For example, the parent property of a page is described like this:

Page.parent (Read Only)
Data Type: any
The parent of the Page (a Spread, MasterSpread or Document).

But in fact, while a Document object owns a pages collection, the parent of a page can only be a Spread or MasterSpread object.

Another example. The parent property of a pageItem has this description:

PageItem.parent (Read Only)
Data Type: any
The parent of the PageItem (a XMLElement, XmlStory, Spread, MasterSpread, PageItem, Oval, Rectangle, Polygon, GraphicLine, Group, State, TextFrame, Story, Text, Character, Word, Line, TextColumn, Paragraph, TextStyleRange, Cell, Table, Document, Layer, Page, Button, InsertionPoint or Footnote).

Differentiating which is which among this lot is more challenging. I believe that of this list, only these are actually possible parents:

Spread -- for page items that are on the pasteboard of a document spread.

MasterSpread -- for page items that are on the pasteboard of a master spread.

Oval, Rectangle, Polygon, GraphicLine, Group, Button -- for page items that are pasted inside any of these. Note that PageItem objects are generic and so they can own other page items, but they'll never be returned to your script as a parent; you'll always get the specific kind of page item.

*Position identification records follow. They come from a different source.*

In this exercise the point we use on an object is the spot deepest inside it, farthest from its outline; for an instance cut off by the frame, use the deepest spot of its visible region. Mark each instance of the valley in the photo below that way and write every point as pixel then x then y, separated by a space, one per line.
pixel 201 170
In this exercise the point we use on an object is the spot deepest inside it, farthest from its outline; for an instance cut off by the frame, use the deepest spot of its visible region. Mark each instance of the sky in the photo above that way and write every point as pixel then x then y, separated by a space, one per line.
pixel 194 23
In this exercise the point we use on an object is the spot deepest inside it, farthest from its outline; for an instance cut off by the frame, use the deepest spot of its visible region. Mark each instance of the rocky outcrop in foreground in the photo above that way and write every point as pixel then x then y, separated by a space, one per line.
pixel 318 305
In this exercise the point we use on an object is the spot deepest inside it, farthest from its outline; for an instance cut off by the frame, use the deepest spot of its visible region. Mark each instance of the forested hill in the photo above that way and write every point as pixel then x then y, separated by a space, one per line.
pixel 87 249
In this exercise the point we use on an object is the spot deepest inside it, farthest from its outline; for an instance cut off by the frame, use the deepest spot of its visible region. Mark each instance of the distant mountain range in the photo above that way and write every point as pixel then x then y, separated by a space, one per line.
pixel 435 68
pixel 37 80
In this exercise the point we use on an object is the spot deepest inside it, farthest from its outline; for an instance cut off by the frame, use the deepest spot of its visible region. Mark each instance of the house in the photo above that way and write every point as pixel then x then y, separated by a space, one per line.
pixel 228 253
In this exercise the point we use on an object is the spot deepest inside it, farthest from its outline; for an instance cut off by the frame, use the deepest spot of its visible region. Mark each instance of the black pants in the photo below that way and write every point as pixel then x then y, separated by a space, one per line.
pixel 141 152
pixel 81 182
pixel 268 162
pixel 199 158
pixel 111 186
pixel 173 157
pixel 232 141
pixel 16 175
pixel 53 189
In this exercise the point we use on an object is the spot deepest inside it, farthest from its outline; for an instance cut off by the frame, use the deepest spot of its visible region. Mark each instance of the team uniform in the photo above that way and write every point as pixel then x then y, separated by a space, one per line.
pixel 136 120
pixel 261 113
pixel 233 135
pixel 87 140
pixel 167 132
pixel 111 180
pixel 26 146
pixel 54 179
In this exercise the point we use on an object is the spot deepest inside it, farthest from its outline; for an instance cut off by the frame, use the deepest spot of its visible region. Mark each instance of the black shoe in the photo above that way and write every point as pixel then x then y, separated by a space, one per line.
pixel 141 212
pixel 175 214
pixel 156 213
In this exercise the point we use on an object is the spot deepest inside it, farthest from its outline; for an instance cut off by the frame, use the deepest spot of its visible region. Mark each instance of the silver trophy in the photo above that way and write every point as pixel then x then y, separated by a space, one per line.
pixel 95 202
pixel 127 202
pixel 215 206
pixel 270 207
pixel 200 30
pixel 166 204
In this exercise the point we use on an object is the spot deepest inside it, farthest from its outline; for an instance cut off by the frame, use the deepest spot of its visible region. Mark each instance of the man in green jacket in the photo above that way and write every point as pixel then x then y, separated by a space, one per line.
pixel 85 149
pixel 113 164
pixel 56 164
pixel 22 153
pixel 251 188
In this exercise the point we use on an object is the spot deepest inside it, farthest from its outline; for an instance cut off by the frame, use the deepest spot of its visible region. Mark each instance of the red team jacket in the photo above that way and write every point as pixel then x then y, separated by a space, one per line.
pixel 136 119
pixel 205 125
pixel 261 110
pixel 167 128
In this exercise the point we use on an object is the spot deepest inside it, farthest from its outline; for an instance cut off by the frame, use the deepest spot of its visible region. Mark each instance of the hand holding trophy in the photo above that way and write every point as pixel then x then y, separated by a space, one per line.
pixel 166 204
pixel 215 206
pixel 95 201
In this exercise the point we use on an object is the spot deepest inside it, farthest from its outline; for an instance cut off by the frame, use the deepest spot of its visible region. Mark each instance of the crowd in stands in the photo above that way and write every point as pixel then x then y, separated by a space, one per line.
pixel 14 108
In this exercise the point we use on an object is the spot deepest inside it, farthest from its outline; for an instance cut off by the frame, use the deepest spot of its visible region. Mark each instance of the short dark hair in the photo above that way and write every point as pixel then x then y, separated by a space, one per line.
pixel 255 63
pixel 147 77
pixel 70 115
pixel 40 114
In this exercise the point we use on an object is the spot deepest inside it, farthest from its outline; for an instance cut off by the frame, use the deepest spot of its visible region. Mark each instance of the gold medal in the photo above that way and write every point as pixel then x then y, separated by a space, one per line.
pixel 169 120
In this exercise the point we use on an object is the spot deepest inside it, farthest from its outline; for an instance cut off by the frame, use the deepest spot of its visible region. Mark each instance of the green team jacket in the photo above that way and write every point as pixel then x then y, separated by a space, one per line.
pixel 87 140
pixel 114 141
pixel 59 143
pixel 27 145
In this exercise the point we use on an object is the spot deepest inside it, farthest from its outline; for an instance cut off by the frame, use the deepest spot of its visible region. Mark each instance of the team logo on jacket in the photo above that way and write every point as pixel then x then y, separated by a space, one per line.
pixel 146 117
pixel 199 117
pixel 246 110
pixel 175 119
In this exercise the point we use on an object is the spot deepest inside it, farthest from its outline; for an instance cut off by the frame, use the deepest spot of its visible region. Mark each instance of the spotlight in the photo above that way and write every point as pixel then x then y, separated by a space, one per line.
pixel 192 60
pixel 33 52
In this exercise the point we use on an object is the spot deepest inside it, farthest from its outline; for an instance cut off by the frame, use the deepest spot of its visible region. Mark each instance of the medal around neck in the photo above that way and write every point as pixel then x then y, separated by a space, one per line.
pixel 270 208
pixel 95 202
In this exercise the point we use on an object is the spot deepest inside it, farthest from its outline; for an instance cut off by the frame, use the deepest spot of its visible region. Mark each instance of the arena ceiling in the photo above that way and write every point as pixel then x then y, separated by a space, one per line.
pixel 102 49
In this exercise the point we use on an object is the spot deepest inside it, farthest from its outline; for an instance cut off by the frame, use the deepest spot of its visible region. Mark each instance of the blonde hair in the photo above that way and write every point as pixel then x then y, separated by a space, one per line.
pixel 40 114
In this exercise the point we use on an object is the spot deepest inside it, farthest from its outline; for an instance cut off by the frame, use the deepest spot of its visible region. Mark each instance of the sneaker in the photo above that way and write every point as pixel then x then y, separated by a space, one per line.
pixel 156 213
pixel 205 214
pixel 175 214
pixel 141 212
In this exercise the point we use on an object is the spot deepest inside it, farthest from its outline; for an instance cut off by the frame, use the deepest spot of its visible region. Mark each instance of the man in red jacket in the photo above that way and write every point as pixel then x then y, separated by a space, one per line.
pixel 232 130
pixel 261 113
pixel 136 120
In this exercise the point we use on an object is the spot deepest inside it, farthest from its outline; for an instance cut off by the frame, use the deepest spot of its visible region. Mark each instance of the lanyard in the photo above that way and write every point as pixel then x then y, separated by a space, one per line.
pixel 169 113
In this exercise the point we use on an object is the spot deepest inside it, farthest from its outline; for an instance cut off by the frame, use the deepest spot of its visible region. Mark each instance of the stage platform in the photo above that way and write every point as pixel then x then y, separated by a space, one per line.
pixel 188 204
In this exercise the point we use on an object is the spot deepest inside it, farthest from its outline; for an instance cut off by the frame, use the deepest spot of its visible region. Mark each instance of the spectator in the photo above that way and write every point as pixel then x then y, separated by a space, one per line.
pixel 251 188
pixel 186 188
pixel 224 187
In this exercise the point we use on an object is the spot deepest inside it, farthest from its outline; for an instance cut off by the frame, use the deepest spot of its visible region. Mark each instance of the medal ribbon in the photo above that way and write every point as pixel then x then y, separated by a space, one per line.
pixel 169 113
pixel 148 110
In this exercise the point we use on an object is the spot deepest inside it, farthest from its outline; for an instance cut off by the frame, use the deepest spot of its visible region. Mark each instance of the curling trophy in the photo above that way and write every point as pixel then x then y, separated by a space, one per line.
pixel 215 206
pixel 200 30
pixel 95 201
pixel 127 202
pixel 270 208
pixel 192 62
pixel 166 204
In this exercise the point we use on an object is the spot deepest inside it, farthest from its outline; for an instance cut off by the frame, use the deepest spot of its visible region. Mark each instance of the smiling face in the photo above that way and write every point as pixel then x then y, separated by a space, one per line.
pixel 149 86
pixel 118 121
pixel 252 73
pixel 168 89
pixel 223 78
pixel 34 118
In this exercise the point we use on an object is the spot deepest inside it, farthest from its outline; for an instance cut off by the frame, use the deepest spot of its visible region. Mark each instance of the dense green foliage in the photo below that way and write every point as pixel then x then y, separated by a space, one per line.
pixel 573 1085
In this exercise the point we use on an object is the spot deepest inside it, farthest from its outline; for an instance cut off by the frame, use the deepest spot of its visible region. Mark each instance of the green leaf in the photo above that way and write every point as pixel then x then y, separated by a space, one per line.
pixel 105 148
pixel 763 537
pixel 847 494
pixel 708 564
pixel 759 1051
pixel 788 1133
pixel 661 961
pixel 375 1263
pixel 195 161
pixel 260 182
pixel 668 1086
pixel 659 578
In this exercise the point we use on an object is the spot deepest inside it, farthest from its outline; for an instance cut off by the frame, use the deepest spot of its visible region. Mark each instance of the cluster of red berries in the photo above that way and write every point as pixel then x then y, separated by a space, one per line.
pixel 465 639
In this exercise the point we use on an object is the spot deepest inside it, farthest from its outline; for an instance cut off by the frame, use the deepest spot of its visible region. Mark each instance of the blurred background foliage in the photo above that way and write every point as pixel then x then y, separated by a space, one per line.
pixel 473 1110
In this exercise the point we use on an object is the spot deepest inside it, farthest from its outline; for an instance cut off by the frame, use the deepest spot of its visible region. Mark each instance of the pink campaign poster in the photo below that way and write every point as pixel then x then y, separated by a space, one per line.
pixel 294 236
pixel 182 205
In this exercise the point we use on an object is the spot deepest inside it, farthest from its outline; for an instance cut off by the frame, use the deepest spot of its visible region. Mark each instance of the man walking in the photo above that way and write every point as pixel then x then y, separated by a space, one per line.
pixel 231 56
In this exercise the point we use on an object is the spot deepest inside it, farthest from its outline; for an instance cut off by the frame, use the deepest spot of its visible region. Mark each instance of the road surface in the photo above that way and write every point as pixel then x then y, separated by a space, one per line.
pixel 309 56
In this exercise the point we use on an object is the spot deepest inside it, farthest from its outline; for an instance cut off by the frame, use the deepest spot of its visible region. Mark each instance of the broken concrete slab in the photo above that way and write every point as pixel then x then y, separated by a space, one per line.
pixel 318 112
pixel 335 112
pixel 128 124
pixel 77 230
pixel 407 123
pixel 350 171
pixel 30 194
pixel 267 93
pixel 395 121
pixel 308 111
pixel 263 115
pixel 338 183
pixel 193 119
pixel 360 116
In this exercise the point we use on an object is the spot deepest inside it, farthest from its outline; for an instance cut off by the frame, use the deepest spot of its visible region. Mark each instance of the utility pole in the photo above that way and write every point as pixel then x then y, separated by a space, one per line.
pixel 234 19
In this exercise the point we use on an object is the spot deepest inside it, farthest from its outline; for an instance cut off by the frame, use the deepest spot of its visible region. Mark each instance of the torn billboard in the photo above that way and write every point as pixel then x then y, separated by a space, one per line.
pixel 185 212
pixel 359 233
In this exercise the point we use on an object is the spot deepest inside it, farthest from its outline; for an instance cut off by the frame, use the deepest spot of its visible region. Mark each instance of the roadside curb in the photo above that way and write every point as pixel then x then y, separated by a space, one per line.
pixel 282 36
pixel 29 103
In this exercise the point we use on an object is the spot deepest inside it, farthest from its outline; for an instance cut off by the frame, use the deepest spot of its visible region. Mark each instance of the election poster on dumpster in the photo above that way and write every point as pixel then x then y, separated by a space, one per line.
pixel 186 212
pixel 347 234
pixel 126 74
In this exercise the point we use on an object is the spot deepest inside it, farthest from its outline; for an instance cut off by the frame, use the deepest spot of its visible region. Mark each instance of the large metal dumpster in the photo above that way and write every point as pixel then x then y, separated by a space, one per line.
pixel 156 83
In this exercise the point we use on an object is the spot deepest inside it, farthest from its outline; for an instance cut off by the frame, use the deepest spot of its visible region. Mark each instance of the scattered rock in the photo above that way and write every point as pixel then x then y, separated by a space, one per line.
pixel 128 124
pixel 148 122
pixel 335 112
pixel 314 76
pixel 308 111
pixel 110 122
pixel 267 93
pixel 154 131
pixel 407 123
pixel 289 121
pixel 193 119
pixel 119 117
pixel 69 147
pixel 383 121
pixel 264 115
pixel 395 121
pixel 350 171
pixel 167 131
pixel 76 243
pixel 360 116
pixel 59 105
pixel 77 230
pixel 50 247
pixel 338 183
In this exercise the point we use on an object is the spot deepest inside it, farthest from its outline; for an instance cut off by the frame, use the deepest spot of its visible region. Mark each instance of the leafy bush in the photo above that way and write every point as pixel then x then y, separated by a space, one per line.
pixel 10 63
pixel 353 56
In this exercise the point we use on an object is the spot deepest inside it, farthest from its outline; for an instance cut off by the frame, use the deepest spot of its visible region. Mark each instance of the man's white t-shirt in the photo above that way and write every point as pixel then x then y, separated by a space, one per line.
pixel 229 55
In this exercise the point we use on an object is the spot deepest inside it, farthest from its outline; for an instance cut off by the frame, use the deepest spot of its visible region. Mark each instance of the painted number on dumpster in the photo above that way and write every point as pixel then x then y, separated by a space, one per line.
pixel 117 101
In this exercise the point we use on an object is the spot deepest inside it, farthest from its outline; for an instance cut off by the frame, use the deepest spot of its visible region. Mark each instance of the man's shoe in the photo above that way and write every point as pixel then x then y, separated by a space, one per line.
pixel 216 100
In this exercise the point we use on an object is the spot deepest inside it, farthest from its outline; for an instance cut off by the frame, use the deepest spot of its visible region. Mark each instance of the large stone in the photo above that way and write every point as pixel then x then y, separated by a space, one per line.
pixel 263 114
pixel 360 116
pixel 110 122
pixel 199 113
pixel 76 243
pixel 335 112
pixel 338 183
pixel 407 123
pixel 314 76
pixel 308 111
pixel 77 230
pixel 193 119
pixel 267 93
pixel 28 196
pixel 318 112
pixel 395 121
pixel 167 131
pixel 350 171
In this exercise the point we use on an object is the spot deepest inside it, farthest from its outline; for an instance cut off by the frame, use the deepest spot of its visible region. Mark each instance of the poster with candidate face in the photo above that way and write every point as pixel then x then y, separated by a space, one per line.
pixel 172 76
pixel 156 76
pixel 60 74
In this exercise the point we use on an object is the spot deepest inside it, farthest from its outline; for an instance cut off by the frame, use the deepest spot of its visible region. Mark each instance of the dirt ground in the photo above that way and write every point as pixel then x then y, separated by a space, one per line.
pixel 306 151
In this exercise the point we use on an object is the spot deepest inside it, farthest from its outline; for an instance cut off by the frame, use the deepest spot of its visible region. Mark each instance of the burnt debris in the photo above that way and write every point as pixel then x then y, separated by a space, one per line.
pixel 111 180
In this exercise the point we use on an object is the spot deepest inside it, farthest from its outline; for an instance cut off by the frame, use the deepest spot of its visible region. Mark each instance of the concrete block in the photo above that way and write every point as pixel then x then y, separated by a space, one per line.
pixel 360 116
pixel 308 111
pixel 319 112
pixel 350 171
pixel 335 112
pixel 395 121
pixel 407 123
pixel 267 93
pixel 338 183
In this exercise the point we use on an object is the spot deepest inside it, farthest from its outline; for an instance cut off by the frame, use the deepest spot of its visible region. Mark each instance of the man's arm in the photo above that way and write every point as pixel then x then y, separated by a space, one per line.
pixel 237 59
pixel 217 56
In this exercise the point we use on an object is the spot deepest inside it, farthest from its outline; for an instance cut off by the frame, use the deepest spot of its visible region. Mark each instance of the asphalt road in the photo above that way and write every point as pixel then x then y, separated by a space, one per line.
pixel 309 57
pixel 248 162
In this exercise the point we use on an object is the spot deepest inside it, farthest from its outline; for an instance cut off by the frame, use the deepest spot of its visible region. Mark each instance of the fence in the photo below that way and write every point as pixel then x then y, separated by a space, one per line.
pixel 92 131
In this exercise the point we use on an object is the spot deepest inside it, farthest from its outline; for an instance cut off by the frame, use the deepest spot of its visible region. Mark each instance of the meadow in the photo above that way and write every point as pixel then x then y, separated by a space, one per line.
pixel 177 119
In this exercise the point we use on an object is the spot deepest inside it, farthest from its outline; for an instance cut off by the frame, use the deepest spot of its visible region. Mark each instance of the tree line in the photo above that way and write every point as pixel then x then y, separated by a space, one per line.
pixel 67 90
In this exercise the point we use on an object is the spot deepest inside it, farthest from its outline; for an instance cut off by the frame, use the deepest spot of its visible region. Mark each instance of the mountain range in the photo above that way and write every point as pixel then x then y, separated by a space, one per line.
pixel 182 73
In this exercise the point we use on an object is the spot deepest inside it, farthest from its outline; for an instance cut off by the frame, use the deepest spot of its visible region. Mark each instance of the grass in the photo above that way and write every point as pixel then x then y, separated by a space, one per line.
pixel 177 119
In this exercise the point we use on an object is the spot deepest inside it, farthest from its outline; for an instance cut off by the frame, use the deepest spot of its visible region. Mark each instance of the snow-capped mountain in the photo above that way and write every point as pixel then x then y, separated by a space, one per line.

Character -- for page items that are inline or anchored to a story. All the other Text objects can own page items -- that is, they can have within them inline or anchored page item collections, but the parent is always the character that holds the actual object in question. [Special note about InsertionPoints: it always has an empty collection of PageItems; once you populate that insertion point with a page item, it becomes (or spawns, depending on how you look at it) a character. Note that because PageItem is a generic kind of object, you can't use add() on a collection of page items -- you have to add a specific kind of page item.]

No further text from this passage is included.